Autobahn-Ausbau – Massnahme gegen den Stau-Kollaps?
Einführung in die Thematik des Autobahn-Ausbaus
Täglich erleben Autofahrer auf dem Schweizer Autobahnnetz lange Staus, insbesondere auf den vielbefahrenen Strecken der A1, A2 und A4. Der Bundesrat spricht von „überlasteten Stellen“ und „hohen Kosten“ für die Bevölkerung und die Wirtschaft. Um diesen Herausforderungen zu begegnen, plant die Landesregierung, das Autobahnnetz in mehreren Etappen auszubauen. Verkehrsminister Albert Rösti skizziert die Notwendigkeit des Ausbaus und betont die wirtschaftlichen Vorteile: „Staus kosten die Volkswirtschaft etwa drei Milliarden Franken“, so Rösti.
Die Details der Ausbaupläne
Die Abstimmung am 24. November betrifft sechs Autobahnabschnitte, darunter wichtige Verbindungen wie die A1 zwischen Le Vengeron und Nyon sowie den neuen Rheintunnel bei Basel. Laut dem Entwicklungsprogramm STEP Nationalstrassen könnten die Bauarbeiten nach einem positiven Abstimmungsresultat schnell beginnen, mit einem geplanten Baustart bereits im Jahr 2027 für einige Projekte. Für die sechs Projekte sind insgesamt 4,9 Milliarden Franken vorgesehen, die aus dem Nationalstrassen- und Agglomerationsverkehrsfonds NAF finanziert werden. Wichtig zu beachten ist, dass auch im Falle eines „Nein“ die Mittel in die Autobahnen reinvestiert werden müssen.

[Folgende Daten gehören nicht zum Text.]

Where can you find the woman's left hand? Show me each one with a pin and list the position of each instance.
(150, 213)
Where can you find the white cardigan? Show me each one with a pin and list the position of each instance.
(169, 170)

Die Kontroversen der Abstimmung
Stark kritisiert werden die Ausbaupläne von Seiten der Allianz „Nein zum masslosen Autobahn-Ausbau“, die aus über 30 Organisationen besteht, darunter grüne und linke Parteien. Diese warnen vor den potenziellen negativen Auswirkungen auf die Umwelt und bezeichnen die Pläne als „überdimensioniert“ und „klimaschädlich“. Auf der anderen Seite unterstützen zahlreiche Wirtschaftsvertreter und die Mehrheit der Mitte, FDP und SVP den Ausbau. Sie argumentieren, dass die Verbesserung der Verkehrsinfrastruktur für die Wirtschaft sowie für Pendler von großer Bedeutung sei und dass Mobilität essentielle Freiheit und Fortschritt ermögliche.